简体繁体 English

了解spark.yarn.executor.memoryOverhead

[英]Understanding spark.yarn.executor.memoryOverhead

原文 2018-07-09 00:58:06 0 1 apache-spark

When I am running a spark application on yarn, with driver and executor memory settings as --driver-memory 4G --executor-memory 2G 当我在yarn上运行spark应用程序时，驱动程序和执行程序的内存设置为--driver-memory 4G --executor-memory 2G

Then when I run the application, an exceptions throws complaining that Container killed by YARN for exceeding memory limits. 2.5 GB of 2.5 GB physical memory used. Consider boosting spark.yarn.executor.memoryOverhead. 然后，当我运行该应用程序时，抛出异常，抱怨说Container killed by YARN for exceeding memory limits. 2.5 GB of 2.5 GB physical memory used. Consider boosting spark.yarn.executor.memoryOverhead. Container killed by YARN for exceeding memory limits. 2.5 GB of 2.5 GB physical memory used. Consider boosting spark.yarn.executor.memoryOverhead.

What does this 2.5 GB mean here? 这2.5 GB在这里意味着什么？ (overhead memory, executor memory or overhead+executor memory?)I ask so because when I change the the memory settings as: （开销内存，执行程序内存还是开销+执行程序内存？）之所以这么问是因为当我将内存设置更改为：

--driver-memory 4G --executor-memory 4G --conf --driver-memory 4G --conf spark.yarn.executor.memoryOverhead=2048 ,then the exception disappears. --driver-memory 4G --executor-memory 4G --conf --driver-memory 4G --conf spark.yarn.executor.memoryOverhead=2048 ，然后异常消失。

I would ask, although I have boosted the overhead memory to 2G, it is still under 2.5G, why does it work now? 我会问，尽管我将开销内存提高到了2G，但仍低于2.5G，为什么现在可以使用？

1 个解决方案

Let us understand how memory is divided among various regions in spark. 让我们了解一下如何在Spark中将内存划分为各个区域。

Executor MemoryOverhead : 执行程序MemoryOverhead：

spark.yarn.executor.memoryOverhead = max(384 MB, .07 * spark.executor.memory) . spark.yarn.executor.memoryOverhead = max(384 MB, .07 * spark.executor.memory) 。 In your first case, memoryOverhead = max(384 MB, 0.07 * 2 GB) = max(384 MB, 143.36 MB) Hence, memoryOverhead = 384 MB is reserved in each executer assuming you have assigned single core per executer. 在您的第一种情况下， memoryOverhead = max(384 MB, 0.07 * 2 GB) = max(384 MB, 143.36 MB)因此，假设您为每个执行者分配了一个单核，则在每个执行者中都保留memoryOverhead = 384 MB 。

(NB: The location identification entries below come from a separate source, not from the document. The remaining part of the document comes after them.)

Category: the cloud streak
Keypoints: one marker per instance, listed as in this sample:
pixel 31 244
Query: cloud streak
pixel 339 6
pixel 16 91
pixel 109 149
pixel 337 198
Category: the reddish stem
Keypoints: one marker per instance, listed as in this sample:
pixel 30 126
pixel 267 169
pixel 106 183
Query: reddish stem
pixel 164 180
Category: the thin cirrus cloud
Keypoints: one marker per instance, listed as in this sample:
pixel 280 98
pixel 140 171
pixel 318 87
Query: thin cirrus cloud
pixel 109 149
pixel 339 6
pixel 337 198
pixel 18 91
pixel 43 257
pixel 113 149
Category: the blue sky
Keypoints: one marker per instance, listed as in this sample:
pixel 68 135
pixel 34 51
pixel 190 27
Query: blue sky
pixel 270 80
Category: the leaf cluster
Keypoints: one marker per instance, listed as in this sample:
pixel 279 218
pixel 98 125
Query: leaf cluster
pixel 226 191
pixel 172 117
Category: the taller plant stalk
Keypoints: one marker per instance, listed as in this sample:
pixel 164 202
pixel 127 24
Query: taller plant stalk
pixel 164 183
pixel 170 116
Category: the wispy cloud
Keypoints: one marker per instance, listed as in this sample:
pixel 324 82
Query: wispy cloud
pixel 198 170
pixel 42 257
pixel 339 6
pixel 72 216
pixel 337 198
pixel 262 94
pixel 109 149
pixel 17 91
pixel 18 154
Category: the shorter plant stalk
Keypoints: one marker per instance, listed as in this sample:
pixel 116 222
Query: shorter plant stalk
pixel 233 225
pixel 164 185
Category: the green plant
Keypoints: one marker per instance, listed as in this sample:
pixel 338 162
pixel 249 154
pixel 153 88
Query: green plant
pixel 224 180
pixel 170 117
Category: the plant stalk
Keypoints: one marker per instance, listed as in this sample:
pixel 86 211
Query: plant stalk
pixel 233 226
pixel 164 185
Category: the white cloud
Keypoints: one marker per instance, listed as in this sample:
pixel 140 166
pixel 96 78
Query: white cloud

Execution and Storage Memory : 执行和存储内存：

By default spark.memory.fraction = 0.6 , which implies that execution and storage as a unified region occupy 60% of the remaining memory ie 998 MB . 默认情况下， spark.memory.fraction = 0.6 ，这意味着作为统一区域执行和存储占剩余内存的60％，即998 MB 。 There is no strict boundary that is allocated to each region unless you enable spark.memory.useLegacyMode . 除非您启用spark.memory.useLegacyMode否则不会为每个区域分配严格的边界。 Otherwise they share a moving boundary. 否则，它们共享移动边界。

User Memory : 用户内存：

Memory pool that remains after the allocation of Execution and Storage Memory, and it is completely up to you to use it in a way you like. 分配执行和存储内存后仍保留的内存池，完全取决于您以自己喜欢的方式使用它。 You can store your own data structures there that would be used in RDD transformations. 您可以在那里存储自己的数据结构，以用于RDD转换。 For example, you can rewrite Spark aggregation by using mapPartitions transformation maintaining hash table for this aggregation to run. 例如，您可以通过使用mapPartitions转换来维护此哈希表的哈希表来重写Spark聚合。 This comprises the rest of 40% memory left after MemoryOverhead. 这包括MemoryOverhead之后剩余的40％内存。 In your case it is ~660 MB . 您的情况是~660 MB 。

If any of the above allocations are not met by your job, then it is highly likely to end up in OOM problems. 如果您的工作没有满足上述任何分配条件，那么很有可能最终导致OOM问题。